L’espulsione di Liu non è però un caso isolato. Altri influencer cinesi, sposati con cittadini taiwanesi, sono stati sottoposti ad indagini per aver diffuso messaggi pro-unificazione e per aver minato la stabilità sociale dell’isola.
Tale fenomeno sottolinea come la Cina stia adattando le sue tecniche di guerra informativa, spostandosi dal controllo tradizionale dei media alla manipolazione delle piattaforme digitali, dove il pubblico più giovane è maggiormente esposto.
Un altro caso emblematico di come la Cina stia entrando profondamente nella società taiwanese è quella del poliziotto di Taoyuan, che su TikTok ha lodato Pechino, dichiarando di “amare la sua patria, la Cina”, un chiaro messaggio rivolto alla riunificazione tanto desiderata da Xi Jinping e della non divisione reale tra Cina e Taiwan oramai ben nota della propaganda cinese.
TikTok e la guerra dell’informazione
L’uso di TikTok come strumento di propaganda è ormai una realtà ben consolidata. Sebbene ufficialmente separato d a Douyin, TikTok condivide la stessa architettura tecnologica e le stessepolitiche di contenuto.
Pechino ha utilizzato la piattaforma per diffondere messaggi mirati, spingendo narrazioni favorevoli al governo cinese e riducendo la visibilità di contenuti critici.
Questo meccanismo sembra essere particolarmente efficace tra le nuove generazioni, che tendono a “consumare” informazioni attraverso video brevi e contenuti virali piuttosto che tramite i media tradizionali.
L’impatto di questa strategia non si limita a Taiwan. Anche in altre parti del mondo, influencer e account anonimi diffondono messaggi volti a migliorare l’immagine della Cina, minimizzando le critiche sulla repressione interna e promuovendo la legittimità delle sue rivendicazioni territoriali.
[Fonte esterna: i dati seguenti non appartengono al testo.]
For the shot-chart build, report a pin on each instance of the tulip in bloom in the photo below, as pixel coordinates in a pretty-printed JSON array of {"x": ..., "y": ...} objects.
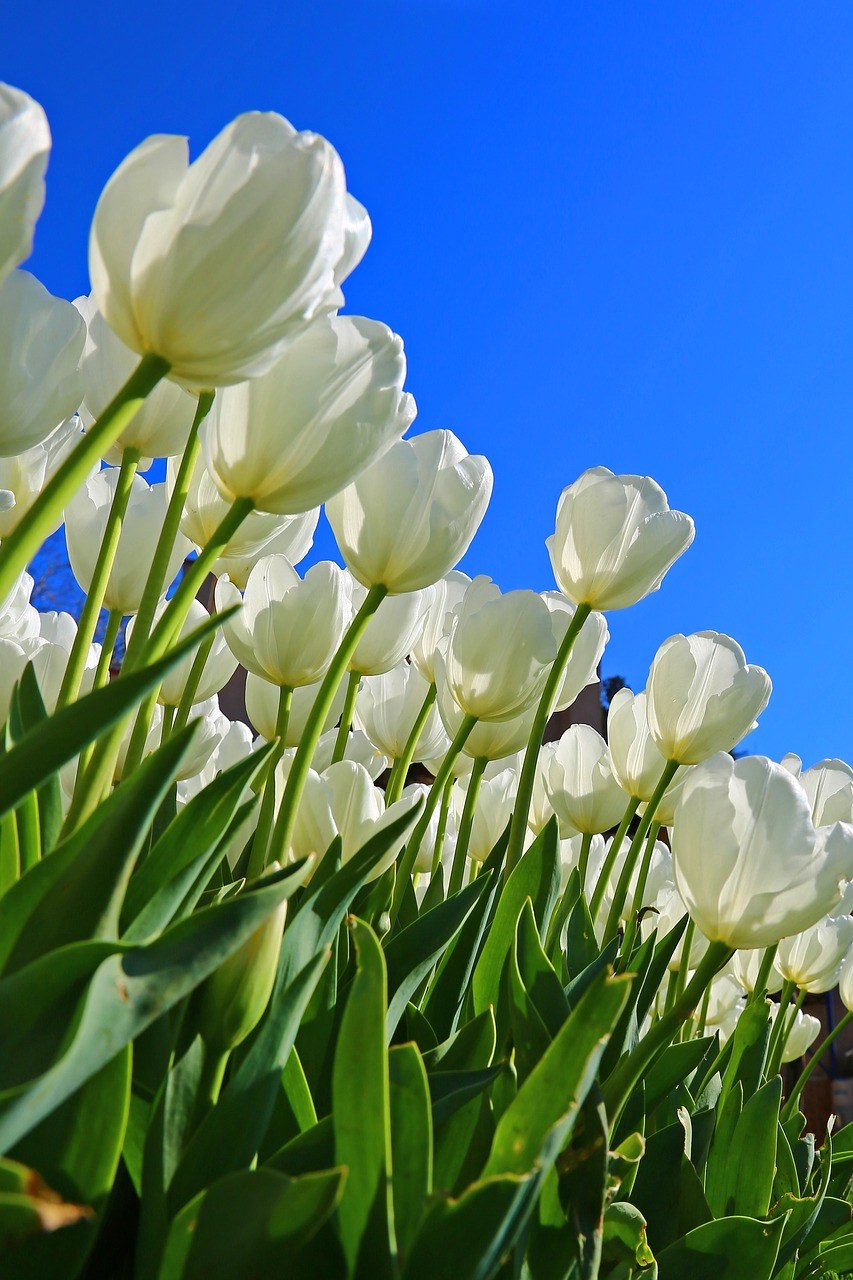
[
  {"x": 747, "y": 858},
  {"x": 214, "y": 265},
  {"x": 406, "y": 520},
  {"x": 24, "y": 147},
  {"x": 615, "y": 539},
  {"x": 41, "y": 341},
  {"x": 288, "y": 627},
  {"x": 327, "y": 408},
  {"x": 86, "y": 520},
  {"x": 702, "y": 696}
]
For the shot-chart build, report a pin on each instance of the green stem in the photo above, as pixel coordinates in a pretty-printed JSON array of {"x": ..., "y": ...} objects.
[
  {"x": 620, "y": 892},
  {"x": 466, "y": 823},
  {"x": 401, "y": 767},
  {"x": 264, "y": 830},
  {"x": 283, "y": 828},
  {"x": 354, "y": 680},
  {"x": 621, "y": 1083},
  {"x": 41, "y": 519},
  {"x": 612, "y": 853},
  {"x": 527, "y": 778},
  {"x": 69, "y": 688},
  {"x": 410, "y": 854},
  {"x": 155, "y": 583},
  {"x": 820, "y": 1052}
]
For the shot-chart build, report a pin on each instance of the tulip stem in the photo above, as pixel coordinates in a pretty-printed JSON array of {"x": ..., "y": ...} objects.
[
  {"x": 620, "y": 1084},
  {"x": 524, "y": 795},
  {"x": 283, "y": 828},
  {"x": 264, "y": 830},
  {"x": 820, "y": 1052},
  {"x": 406, "y": 863},
  {"x": 354, "y": 680},
  {"x": 466, "y": 822},
  {"x": 155, "y": 583},
  {"x": 402, "y": 764},
  {"x": 623, "y": 883},
  {"x": 41, "y": 519},
  {"x": 612, "y": 853},
  {"x": 91, "y": 612}
]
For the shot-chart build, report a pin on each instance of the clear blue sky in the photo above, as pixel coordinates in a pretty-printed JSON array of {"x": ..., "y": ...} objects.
[{"x": 610, "y": 233}]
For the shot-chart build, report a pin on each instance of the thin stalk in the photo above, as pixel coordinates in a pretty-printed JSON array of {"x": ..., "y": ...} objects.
[
  {"x": 91, "y": 612},
  {"x": 466, "y": 823},
  {"x": 612, "y": 853},
  {"x": 620, "y": 1084},
  {"x": 283, "y": 828},
  {"x": 820, "y": 1052},
  {"x": 620, "y": 892},
  {"x": 264, "y": 830},
  {"x": 354, "y": 680},
  {"x": 41, "y": 519},
  {"x": 401, "y": 766},
  {"x": 410, "y": 854},
  {"x": 155, "y": 583},
  {"x": 544, "y": 708}
]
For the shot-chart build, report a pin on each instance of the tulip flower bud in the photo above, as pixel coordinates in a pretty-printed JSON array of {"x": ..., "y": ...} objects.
[
  {"x": 214, "y": 265},
  {"x": 702, "y": 696},
  {"x": 86, "y": 520},
  {"x": 747, "y": 859},
  {"x": 24, "y": 147},
  {"x": 582, "y": 789},
  {"x": 813, "y": 958},
  {"x": 288, "y": 627},
  {"x": 615, "y": 539},
  {"x": 327, "y": 408},
  {"x": 492, "y": 680},
  {"x": 406, "y": 520},
  {"x": 233, "y": 999},
  {"x": 41, "y": 341}
]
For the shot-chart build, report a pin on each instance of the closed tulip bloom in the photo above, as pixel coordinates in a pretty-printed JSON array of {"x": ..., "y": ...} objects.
[
  {"x": 447, "y": 593},
  {"x": 259, "y": 534},
  {"x": 582, "y": 668},
  {"x": 391, "y": 632},
  {"x": 498, "y": 652},
  {"x": 24, "y": 147},
  {"x": 387, "y": 708},
  {"x": 160, "y": 426},
  {"x": 615, "y": 539},
  {"x": 748, "y": 862},
  {"x": 702, "y": 696},
  {"x": 813, "y": 958},
  {"x": 290, "y": 626},
  {"x": 85, "y": 521},
  {"x": 406, "y": 520},
  {"x": 328, "y": 407},
  {"x": 214, "y": 265},
  {"x": 261, "y": 708},
  {"x": 580, "y": 785},
  {"x": 41, "y": 341}
]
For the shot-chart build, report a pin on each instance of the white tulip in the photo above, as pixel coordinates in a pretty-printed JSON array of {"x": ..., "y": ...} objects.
[
  {"x": 407, "y": 519},
  {"x": 702, "y": 696},
  {"x": 327, "y": 408},
  {"x": 86, "y": 520},
  {"x": 41, "y": 341},
  {"x": 214, "y": 265},
  {"x": 24, "y": 147},
  {"x": 615, "y": 539},
  {"x": 748, "y": 862}
]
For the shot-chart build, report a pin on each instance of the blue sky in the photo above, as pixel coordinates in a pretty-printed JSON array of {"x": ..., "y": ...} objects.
[{"x": 611, "y": 233}]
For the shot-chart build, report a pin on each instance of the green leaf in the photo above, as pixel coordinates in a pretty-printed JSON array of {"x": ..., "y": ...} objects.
[
  {"x": 360, "y": 1112},
  {"x": 411, "y": 1142}
]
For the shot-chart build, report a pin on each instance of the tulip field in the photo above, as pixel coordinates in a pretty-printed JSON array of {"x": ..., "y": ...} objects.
[{"x": 374, "y": 983}]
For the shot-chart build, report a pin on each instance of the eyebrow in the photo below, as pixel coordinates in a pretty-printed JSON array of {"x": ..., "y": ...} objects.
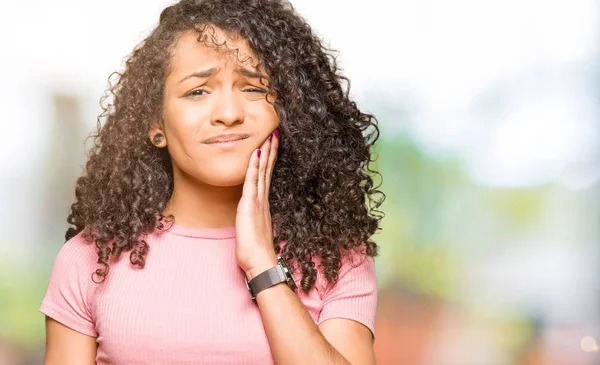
[{"x": 211, "y": 71}]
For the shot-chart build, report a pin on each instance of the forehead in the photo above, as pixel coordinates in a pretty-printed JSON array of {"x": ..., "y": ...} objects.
[{"x": 214, "y": 47}]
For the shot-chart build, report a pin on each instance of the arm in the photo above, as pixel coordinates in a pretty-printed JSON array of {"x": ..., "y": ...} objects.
[
  {"x": 65, "y": 346},
  {"x": 294, "y": 337}
]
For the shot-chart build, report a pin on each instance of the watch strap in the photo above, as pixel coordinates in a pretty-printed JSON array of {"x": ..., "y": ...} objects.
[{"x": 266, "y": 279}]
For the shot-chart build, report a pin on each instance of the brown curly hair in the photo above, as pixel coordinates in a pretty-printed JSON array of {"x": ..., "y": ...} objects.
[{"x": 323, "y": 204}]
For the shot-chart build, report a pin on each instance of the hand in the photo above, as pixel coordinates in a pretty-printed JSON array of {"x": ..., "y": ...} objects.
[{"x": 254, "y": 250}]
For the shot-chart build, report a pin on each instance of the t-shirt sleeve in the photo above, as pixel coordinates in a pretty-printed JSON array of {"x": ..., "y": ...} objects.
[
  {"x": 69, "y": 293},
  {"x": 354, "y": 296}
]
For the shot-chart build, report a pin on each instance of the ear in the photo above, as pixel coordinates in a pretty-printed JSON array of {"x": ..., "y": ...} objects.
[{"x": 156, "y": 131}]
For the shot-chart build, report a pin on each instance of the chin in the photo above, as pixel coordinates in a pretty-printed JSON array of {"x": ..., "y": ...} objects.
[{"x": 225, "y": 176}]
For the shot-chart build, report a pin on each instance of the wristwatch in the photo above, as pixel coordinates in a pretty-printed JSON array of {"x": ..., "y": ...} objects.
[{"x": 277, "y": 274}]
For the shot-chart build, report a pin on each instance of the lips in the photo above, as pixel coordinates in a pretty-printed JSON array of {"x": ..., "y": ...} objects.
[{"x": 226, "y": 138}]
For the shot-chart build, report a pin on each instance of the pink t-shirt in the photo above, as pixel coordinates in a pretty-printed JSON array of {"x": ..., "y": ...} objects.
[{"x": 189, "y": 304}]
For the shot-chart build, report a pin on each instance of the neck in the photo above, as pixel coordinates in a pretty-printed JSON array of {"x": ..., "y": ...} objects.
[{"x": 198, "y": 205}]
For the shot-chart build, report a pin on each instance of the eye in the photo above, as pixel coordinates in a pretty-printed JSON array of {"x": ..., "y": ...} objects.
[
  {"x": 195, "y": 92},
  {"x": 256, "y": 90}
]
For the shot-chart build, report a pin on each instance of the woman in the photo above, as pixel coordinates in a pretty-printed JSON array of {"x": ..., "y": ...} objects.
[{"x": 230, "y": 150}]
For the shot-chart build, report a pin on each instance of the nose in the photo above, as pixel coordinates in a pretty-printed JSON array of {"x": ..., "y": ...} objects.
[{"x": 228, "y": 109}]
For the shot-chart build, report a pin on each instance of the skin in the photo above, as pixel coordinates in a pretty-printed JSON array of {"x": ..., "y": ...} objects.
[{"x": 216, "y": 187}]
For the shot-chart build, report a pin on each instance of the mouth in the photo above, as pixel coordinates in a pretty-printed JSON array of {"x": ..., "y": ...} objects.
[{"x": 226, "y": 138}]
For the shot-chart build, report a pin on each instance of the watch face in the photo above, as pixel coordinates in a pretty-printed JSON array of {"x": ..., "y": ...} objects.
[{"x": 288, "y": 276}]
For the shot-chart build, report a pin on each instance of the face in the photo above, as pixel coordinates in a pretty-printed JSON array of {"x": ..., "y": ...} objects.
[{"x": 210, "y": 94}]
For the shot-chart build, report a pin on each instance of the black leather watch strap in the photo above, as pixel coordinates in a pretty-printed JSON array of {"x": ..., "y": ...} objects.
[
  {"x": 266, "y": 279},
  {"x": 275, "y": 275}
]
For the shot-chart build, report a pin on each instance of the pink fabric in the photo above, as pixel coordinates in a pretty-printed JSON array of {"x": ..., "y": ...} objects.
[{"x": 189, "y": 304}]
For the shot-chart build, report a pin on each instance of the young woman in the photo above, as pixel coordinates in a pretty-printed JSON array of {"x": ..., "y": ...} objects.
[{"x": 226, "y": 211}]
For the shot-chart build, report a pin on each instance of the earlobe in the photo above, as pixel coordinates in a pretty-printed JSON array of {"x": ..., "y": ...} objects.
[{"x": 158, "y": 139}]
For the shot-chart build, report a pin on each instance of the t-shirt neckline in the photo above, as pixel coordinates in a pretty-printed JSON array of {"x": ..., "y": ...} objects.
[{"x": 220, "y": 233}]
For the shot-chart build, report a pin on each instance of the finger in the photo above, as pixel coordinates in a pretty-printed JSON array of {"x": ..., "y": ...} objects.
[
  {"x": 251, "y": 181},
  {"x": 272, "y": 159},
  {"x": 262, "y": 168}
]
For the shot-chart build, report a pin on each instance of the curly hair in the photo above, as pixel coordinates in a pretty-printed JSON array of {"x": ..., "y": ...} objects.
[{"x": 322, "y": 204}]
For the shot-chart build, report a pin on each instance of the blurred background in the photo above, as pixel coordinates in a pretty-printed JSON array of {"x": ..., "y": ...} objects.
[{"x": 490, "y": 152}]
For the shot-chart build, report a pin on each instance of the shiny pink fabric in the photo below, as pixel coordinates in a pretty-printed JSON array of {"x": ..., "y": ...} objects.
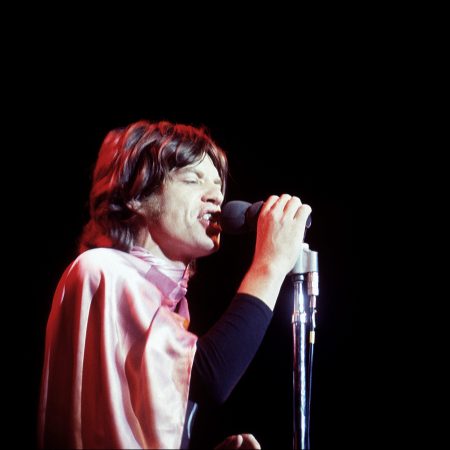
[{"x": 118, "y": 356}]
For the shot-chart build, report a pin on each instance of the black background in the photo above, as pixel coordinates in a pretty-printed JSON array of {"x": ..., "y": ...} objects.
[{"x": 278, "y": 140}]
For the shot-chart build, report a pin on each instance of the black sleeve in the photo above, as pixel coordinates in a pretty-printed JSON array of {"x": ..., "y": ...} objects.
[{"x": 225, "y": 351}]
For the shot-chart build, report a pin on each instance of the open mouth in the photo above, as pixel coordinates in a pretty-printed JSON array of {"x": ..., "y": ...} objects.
[{"x": 211, "y": 221}]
Manovre militari e pressione psicologica
In parallelo, oltre alla guerra dell’informazione, l’escalation militare nello Stretto di Taiwan continua senza sosta. Le esercitazioni annuali Han Kuang di Taipei, in programma per luglio, prevedono simulazioni di attacchi cinesi e strategie di difesa contro un possibile blocco navale.
Dall’altra parte, Pechino intensifica le proprie attività, con il dispiegamento di nuove unità anfibie e l’uso sempre più sofisticato di droni per la sorveglianza dell’isola.
Secondo molti analisti, il 2027 potrebbe rappresentare una data chiave per le ambizioni di Xi Jinping su Taiwan. Questa previsione si basa su una combinazione di fattori strategici, tra cui il potenziamento delle capacità militari cinesi, l’evoluzione del contesto geopolitico e l’andamento delle relazioni tra Washington e Taipei. Ma la strategia di Pechino, come già menzionato, punta soprattutto ad una lenta erosione della resistenza taiwanese attraverso la disinformazione e la pressione economica.
La propaganda di Pechino è più attiva che mai, con una combinazione di guerra psicologica, disinformazione social e pressioni militari. La reazione di Taiwan dimostra una crescente consapevolezza della minaccia, con misure sempre più decise per contrastare le interferenze cinesi. Il governo centrale di Taipei ha intanto dato l’ordine di espulsione dall’isola delle influencer incriminate di incitamento all’invasione cinese di Taiwan.
Su queste pagine, noi continueremo a seguire, perché come abbiamo già avuto modo di scrivere, per noi la questione taiwanese è il crush test dell’ordine mondiale.